Subnetting Practice Problems — Work Through These

The only way to get fast at subnetting is repetition. Here are worked examples at increasing difficulty.

Problem 1 (basic): Given 192.168.5.0/24, divide into 4 equal subnets. You need 4 subnets from a /24. 2^2 = 4, so borrow 2 bits → /26. Block size: 256 − 192 = 64. Subnets: 192.168.5.0/26 (hosts .1–.62, broadcast .63), 192.168.5.64/26 (hosts .65–.126, broadcast .127), 192.168.5.128/26 (hosts .129–.190, broadcast .191), 192.168.5.192/26 (hosts .193–.254, broadcast .255). Each subnet has 62 usable hosts.

Problem 2 (exam style): A host has IP address 172.16.45.200/20. What is its network address? /20 means the first 20 bits are network. In the third octet, 20 − 16 = 4 bits are network bits. The subnet boundary in the third octet: 256/2^4 = 16. 45 ÷ 16 = 2 remainder 13. Network starts at 2×16 = 32. Network address: 172.16.32.0. Broadcast: 172.16.47.255. Host range: 172.16.32.1 – 172.16.47.254.

Problem 3 (VLSM): You have 10.0.0.0/24. Allocate subnets for: Engineering (100 hosts), Sales (50 hosts), Management (20 hosts), WAN link (2 hosts). Largest first: Engineering needs /25 (126 usable) → 10.0.0.0/25. Sales needs /26 (62 usable) → 10.0.0.128/26. Management needs /27 (30 usable) → 10.0.0.192/27. WAN link needs /30 (2 usable) → 10.0.0.224/30.

Common Subnetting Mistakes on the Exam

Forgetting the network and broadcast addresses. A /24 has 256 addresses but only 254 usable hosts — .0 is the network address, .255 is the broadcast. This is always 2 addresses lost per subnet, regardless of size. A /30 has 4 addresses: network (.0), two usable hosts (.1 and .2), and broadcast (.3). The minimum usable subnet is /30 for a point-to-point link needing exactly 2 hosts. (/31 is a special case for point-to-point links that eliminates the network/broadcast overhead, but this is rarely tested at A+/Network+ level.)
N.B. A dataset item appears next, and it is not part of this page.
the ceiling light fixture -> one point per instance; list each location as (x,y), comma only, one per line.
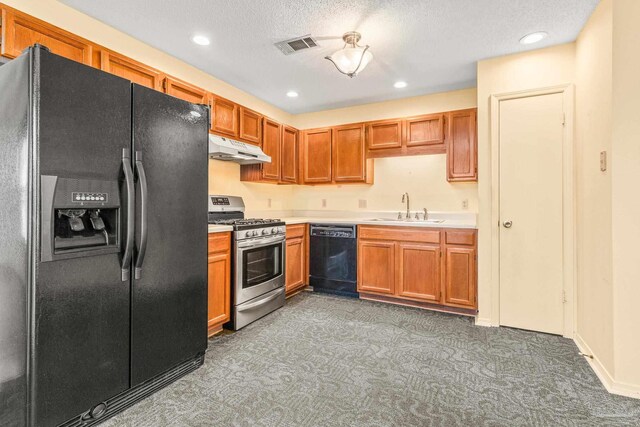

Miscounting subnets created. When the question asks "how many subnets does /26 create from a /24?", the answer is 4 (you borrowed 2 bits, 2^2 = 4). When it asks "how many /26 subnets exist in a /8?", that requires more care: a /8 has 2^(26−8) = 2^18 = 262,144 /26 subnets. Know which question is being asked.
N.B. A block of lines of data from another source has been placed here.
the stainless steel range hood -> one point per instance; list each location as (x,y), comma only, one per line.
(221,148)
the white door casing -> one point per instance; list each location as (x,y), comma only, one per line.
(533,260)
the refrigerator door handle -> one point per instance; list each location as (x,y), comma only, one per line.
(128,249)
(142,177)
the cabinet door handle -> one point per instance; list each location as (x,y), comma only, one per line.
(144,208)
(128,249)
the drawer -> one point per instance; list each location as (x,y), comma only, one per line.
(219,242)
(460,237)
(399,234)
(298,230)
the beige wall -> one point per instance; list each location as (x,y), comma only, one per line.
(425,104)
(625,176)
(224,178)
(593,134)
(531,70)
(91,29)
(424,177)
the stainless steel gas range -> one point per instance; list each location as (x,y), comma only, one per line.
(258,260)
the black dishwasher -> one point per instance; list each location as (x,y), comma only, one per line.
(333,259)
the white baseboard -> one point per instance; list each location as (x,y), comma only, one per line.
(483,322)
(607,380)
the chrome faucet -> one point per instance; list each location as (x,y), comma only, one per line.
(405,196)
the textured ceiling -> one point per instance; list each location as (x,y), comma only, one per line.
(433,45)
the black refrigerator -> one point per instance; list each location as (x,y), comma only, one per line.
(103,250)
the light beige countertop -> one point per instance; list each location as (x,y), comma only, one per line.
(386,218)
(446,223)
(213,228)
CIDR notation confusion. /24 is the prefix length (the number of network bits), not the subnet mask. The subnet mask for /24 is 255.255.255.0. The subnet mask for /26 is 255.255.255.192 (because 11000000 in the fourth octet = 128+64 = 192). Practice converting between CIDR notation and dotted-decimal subnet masks until it's automatic.